Сон первый: я гляжу в окно, обнаруживаю, что за ночь выпал снег, и понимаю, что это – Питер, детство, надо зайти за Лешей с седьмого этажа, за Максом с восьмого, за Ромкой и Димкой из четвертого парадного и всей оравой идти играть в царя горы. Затем действие переносится в Америку – сон второй. Я, студент юрфака, попадаю в одну из нью-йоркских тюрем, прохожу там какую-то стажировку. На жаргоне американских юрфаков стажировки часто называют «клиникой» (по аналогии с практикой в мединститутах), но мой тюремный сон – уже настоящая «клиника», в буквальном смысле. Большинство заключенных почему-то русские, их вид меня очень пугает. Я с трудом понимаю их речь, едва знакомую по бандитским сериалам и книгам про зону: все эти «шконки», «малявы», «шняги». В одной из камер варят «крокодил», у зэков все руки и ноги в страшных язвах, и я понимаю, что мне туда лучше не заходить.
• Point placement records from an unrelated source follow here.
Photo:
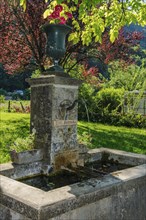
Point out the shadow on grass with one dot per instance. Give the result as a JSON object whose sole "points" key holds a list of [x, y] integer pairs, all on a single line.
{"points": [[116, 139]]}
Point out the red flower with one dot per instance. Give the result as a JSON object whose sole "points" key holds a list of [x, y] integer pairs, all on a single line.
{"points": [[58, 8], [62, 20], [55, 14], [69, 15]]}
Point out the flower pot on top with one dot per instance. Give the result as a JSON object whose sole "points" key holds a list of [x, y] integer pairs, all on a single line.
{"points": [[56, 38]]}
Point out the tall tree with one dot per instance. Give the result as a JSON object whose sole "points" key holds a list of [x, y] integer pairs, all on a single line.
{"points": [[21, 40]]}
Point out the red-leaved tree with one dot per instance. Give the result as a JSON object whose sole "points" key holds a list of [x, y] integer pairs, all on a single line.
{"points": [[21, 43]]}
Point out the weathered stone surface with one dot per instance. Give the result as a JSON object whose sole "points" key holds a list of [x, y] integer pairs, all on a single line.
{"points": [[24, 157], [119, 195], [54, 115]]}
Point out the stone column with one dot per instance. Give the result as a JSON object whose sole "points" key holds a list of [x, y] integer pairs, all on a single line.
{"points": [[54, 118]]}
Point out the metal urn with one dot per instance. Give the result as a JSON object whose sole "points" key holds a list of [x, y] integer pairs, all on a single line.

Меня сопровождает секретарша из нашей нью-йоркской адвокатской конторы, пожилая женщина по имени Шари´с. В жизни Шарис – тихоня, но в этом сне она все время орет на меня, упрекая в том, что я вечно опаздываю и отвлекаюсь. Я защищаюсь, ору на нее в ответ. Потом я попадаю в другую камеру и узнаю, что должен провести там остаток дня – это обязательная часть учебной программы. Я жмусь к выходу, боюсь до чего-либо дотронуться, все омерзительно грязное. Но вот кто-то из урок достает видеокассету (у них там имеется старый видеомагнитофон) и ставит мультфильм Миядзаки, которого я никогда раньше не видел. Я решаю, что вернее всего мне будет остаться здесь, прилипнуть к экрану и смотреть этот мультик, пока дают. На этом месте я просыпаюсь или думаю, что проснулся. Вспоминаю правило, которое когда-то где-то вычитал: если твои сны по пробуждении не кажутся бредом, значит, ты еще не проснулся. Открываю глаза, гляжу в потолок, где силуэт геккона гоняется за невидимыми насекомыми.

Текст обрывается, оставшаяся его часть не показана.